To find all rows with col1 equal to string 'foo', set query param to: filter[col1]='foo'. You can also do basic comparisons with filters, for example predicate 0 <= col2 < 5 can be expressed as filter[col2]gte=0&filter[col2]lt=5.

GraphQL query interface

To query tables using GraphQL, send the query through POST request to /api/graphql endpoint.

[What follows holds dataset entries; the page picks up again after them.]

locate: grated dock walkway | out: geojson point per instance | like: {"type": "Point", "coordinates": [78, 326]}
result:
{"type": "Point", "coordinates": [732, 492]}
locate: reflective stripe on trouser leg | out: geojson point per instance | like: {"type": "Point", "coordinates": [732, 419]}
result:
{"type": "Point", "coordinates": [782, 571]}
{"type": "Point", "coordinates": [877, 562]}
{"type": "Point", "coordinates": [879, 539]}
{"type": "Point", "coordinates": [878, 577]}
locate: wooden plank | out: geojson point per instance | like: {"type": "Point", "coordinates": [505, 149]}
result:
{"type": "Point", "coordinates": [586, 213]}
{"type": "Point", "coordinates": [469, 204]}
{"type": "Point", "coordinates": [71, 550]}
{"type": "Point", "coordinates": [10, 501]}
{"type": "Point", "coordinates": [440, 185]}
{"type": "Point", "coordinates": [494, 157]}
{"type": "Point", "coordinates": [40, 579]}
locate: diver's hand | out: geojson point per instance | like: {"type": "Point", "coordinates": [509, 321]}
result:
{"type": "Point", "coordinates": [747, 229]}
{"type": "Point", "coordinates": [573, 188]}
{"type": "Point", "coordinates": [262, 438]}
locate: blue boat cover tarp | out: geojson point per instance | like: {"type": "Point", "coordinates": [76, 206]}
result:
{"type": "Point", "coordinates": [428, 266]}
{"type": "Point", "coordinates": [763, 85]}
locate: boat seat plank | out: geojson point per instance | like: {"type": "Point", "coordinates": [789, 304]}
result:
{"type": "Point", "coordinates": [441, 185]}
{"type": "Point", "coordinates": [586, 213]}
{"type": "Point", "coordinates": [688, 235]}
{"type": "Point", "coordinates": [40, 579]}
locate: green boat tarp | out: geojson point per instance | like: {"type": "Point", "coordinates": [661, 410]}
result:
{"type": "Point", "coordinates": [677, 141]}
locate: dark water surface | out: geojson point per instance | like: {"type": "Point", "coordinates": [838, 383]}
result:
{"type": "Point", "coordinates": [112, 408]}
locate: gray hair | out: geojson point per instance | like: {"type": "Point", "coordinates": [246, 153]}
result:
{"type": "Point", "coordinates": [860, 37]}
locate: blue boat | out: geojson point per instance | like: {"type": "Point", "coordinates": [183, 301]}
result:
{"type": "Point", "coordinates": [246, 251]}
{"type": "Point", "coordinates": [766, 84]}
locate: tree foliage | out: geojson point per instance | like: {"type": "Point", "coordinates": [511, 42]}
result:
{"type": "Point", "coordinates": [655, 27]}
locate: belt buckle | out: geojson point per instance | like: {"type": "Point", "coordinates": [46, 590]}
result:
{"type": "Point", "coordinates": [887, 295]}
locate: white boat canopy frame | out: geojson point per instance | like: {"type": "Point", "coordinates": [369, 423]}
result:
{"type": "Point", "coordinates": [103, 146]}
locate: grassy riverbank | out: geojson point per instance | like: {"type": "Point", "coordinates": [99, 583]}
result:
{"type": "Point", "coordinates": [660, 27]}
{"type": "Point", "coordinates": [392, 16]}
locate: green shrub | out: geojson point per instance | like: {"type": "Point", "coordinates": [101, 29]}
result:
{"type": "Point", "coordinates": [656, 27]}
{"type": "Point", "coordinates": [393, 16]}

GraphQL query interface supports the same set of operators supported by REST API. Here how you can apply various operators to your query:

{
    table_name(
        filter: {
            col1: false
            col2: { gteq: 4, lt: 1000 }
        }
        sort: [
            { field: "col2", order: "desc" }
            { field: "col3" }
        ]
        limit: 100
    ) {
        col1
        col2
        col3
    }
}

SQL query interface

To query tables using a subset of standard SQL, send the query through POST request to /api/sql endpoint. This is the only query interface that supports table joins.

Features

Query layer:

  • REST API GET
  • GraphQL
  • SQL
  • join between tables
  • support filter on nested struct fields
  • index
  • protocol
    • gRPC
    • MySQL
    • Postgres

Response serialization:

  • JSON application/json
  • Arrow application/vnd.apache.arrow.stream
  • msgpack

Data layer:

Misc:

  • auto gen OpenApi doc for rest layer
  • query input type conversion based on table schema
  • stream arrow encoding response
  • authentication layer

Development

The core of ROAPI, including query frontends and data layer, lives in the self-contained columnq crate. It takes queries and outputs Arrow record batches. Data sources will also be loaded and stored in memory as Arrow record batches.

The roapi-http crate wraps columnq with a HTTP based API layer. It serializes Arrow record batches produced by columnq into different formats based on client request.

Building ROAPI with simd optimization requires nightly rust toolchain.